You may give your Brahma chickens as much free-roaming space to eat plants and bugs as you can provide. They’ll also enjoy kitchen scraps (though there are some that are harmful, so avoid avocados, dried beans, junk or rotten food, green potato skins, citrus, onions, or tomato or potato leaves from the garden.) Giving them this variety will not only help you save money on their large feed requirements but will also keep them healthy and entertained.

Offering Brahma chickens grit is important for their health. Since chickens don’t have teeth, they need fine gravel or coarse sand in their gizzards to digest their food. Free-range chickens can usually naturally find this, but if your Brahma chickens don’t have access to pebbles, sand, or fine gravel, you’ll want to offer some supplemental grit.

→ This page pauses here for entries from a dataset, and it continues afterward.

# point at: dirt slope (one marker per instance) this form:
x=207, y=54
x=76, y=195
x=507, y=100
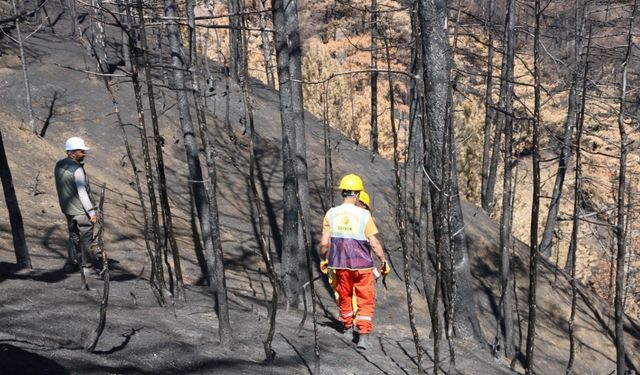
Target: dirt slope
x=46, y=317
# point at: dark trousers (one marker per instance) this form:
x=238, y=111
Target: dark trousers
x=80, y=238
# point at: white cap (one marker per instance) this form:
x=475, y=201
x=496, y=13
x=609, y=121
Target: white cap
x=75, y=143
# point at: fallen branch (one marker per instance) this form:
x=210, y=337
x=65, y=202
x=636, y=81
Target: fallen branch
x=105, y=277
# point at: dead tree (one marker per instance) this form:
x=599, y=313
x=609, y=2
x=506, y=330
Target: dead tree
x=224, y=325
x=489, y=111
x=535, y=205
x=505, y=103
x=290, y=235
x=263, y=245
x=621, y=229
x=200, y=199
x=577, y=198
x=436, y=65
x=401, y=215
x=565, y=149
x=154, y=225
x=104, y=304
x=234, y=38
x=297, y=107
x=19, y=40
x=374, y=78
x=15, y=216
x=167, y=217
x=505, y=328
x=266, y=45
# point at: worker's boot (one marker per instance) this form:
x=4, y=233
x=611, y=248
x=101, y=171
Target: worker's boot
x=348, y=333
x=363, y=342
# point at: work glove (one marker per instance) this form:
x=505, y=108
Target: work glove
x=385, y=269
x=324, y=266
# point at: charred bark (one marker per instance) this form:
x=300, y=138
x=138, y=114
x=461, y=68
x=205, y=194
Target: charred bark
x=505, y=103
x=436, y=64
x=23, y=260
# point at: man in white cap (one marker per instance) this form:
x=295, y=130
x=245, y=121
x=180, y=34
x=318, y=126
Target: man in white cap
x=76, y=202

Chicken scratch is also an important supplement to offer to Brahma chickens who are confined to a run or small space. Scratch is a mixture of whole grains that stimulates pecking and scratching behaviors which are soothing to chickens.

Chicken Treats: You don’t HAVE to give your Brahma chickens treats, but it’s a lot of fun! Mealworm and black soldier fly larva treats are excellent snacks for chickens that you can get from the feed store. Brahma’s are so enthusiastic about chicken treats you can even teach them to do simple tricks for them. 

Brahma Chicken

What is it like to own a Brahma Chicken?

Brahma chickens are adored by their owners because of their friendly, calm, sweet personalities. They also do wonderfully in the cold weather and make excellent mothers once they decide to brood. They are protective and attentive to their young, and the roosters are very loving and protective of the hens.

Brahmas make excellent pets and are great for kids because they are so fluffy and love to be petted. They love to eat which makes them very motivated by treats. You can teach them to do simple tricks for their treats like coming when called and jumping over things.  

Brahmas are curious and bright-eyed, and often the first breed in the flock to inspect something new. Even though they are extremely large, if you sit down on their level they will often jump in your lap and go to sleep. 


Brahma Chicken Breed History 

The Brahma chicken origins are uncertain, though they are likely descended from Shanghai chicken from China and Chittagongs from Bangladesh. 

They were brought to the US around the 1840s and given the name Brahmaputra which is now shortened to Brahma. Because of their huge size and gentle personality, they were the primary source of chicken meat in America for nearly 100 years. 



For many small poultry farmers, the Brahma chicken becomes the most adored in the flock because of its sweet, calm demeanor. They are wonderful for new chicken farmers and families with children. These gentle giants do exceptionally well in the cold weather and many will lay eggs through the winter months. 

Brahma chickens make excellent mothers when they go broody and lay a moderate amount of eggs each year—around 150. Their exceptional size makes them excellent meat chickens as well.